I'm into availability at the moment, so much so that I'm leading an organization-wide change initiative that targets cultural, technical and process habits (busting established, forming new) in order to deliver a more consistent experience. Our goal is to always have something to offer our customers regardless of any maintenance we're performing or failures we're experiencing.
This is how I discovered The Great Divide. The namesake of this post is that gap between the infrastructure and the software - because of which we offer our product to our users much less often than we could.
Here is how it works:
We've got a pairs of firewalls that can fail over while maintaining session state. We've got tiers of load balancers that can reroute traffic around down network devices. We've got clustered databases that can move active systems between nodes in a couple of minutes.

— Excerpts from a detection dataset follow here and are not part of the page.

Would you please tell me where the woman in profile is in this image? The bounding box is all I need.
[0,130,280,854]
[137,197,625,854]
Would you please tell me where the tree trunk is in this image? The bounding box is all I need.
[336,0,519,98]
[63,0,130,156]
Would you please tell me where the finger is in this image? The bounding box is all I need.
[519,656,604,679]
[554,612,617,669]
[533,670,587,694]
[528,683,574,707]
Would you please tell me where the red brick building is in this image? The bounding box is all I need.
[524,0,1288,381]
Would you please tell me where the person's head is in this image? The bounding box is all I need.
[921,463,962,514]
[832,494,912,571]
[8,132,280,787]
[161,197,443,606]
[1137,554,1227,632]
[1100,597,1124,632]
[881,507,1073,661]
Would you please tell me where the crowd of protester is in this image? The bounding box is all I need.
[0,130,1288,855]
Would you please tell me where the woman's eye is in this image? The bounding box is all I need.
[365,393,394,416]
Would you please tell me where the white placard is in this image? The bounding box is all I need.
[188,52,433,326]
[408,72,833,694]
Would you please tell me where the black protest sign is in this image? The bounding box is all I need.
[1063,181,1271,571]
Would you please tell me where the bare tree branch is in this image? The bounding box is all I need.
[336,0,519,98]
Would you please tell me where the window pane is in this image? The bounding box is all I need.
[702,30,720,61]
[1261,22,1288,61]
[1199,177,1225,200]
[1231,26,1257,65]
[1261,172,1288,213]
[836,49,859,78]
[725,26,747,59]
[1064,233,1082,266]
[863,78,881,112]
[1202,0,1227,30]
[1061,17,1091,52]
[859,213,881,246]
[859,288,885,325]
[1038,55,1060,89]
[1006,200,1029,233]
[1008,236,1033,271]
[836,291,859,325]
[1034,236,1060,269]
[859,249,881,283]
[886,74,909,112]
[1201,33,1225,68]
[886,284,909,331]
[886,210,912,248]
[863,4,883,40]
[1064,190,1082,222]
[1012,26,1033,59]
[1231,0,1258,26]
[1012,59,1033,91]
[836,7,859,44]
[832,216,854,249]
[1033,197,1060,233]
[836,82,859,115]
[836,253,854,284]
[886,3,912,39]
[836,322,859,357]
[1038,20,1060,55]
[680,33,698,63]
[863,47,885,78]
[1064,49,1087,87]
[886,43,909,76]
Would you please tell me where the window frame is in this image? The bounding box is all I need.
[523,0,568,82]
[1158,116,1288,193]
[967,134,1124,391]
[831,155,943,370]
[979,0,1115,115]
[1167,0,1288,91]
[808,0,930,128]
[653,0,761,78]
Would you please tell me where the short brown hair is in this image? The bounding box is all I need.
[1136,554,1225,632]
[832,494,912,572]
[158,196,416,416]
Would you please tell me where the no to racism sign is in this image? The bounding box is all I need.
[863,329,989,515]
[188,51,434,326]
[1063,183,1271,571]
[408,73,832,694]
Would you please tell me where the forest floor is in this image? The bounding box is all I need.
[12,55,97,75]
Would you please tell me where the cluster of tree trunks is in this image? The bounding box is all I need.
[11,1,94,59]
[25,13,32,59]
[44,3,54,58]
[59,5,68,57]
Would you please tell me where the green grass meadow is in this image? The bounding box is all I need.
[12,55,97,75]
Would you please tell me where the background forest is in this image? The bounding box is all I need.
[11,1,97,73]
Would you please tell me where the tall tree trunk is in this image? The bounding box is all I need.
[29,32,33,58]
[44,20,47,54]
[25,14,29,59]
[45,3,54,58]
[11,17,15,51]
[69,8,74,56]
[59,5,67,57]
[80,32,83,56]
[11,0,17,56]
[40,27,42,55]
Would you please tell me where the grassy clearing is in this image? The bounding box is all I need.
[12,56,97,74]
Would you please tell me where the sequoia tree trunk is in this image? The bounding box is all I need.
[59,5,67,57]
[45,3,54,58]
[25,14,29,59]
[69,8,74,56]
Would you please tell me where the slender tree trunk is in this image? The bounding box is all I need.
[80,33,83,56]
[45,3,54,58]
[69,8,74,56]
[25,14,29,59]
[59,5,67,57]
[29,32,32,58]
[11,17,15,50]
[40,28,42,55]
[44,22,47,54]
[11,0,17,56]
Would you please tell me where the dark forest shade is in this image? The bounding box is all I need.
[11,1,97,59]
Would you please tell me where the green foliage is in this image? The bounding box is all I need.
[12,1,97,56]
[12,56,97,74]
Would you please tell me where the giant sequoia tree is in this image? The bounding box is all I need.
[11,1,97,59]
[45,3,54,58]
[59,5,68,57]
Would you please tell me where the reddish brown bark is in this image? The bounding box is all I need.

But guess what else we've got?
We've got applications that lose session information without contiguous sequence numbers. We've got applications that cant match users to activity if their traffic suddenly comes from another IP address. We've got applications that depend so heavily on their databases that death occurs within a few seconds of separation.
You don't get any partial credit in product uptime - your customers will not award you a bonus point if your site is down but your servers are up. If they cant log in they cant log in, if they cant place orders they cant place orders; they're quite a binary bunch.
For us product = infrastructure + software + operational know-how to run it. We need to stop worrying about server/network availability and start worrying about product availability - because guess what, that's what our customers are measuring us on.
Close that gap and let your customers see the benefit of those cool devices.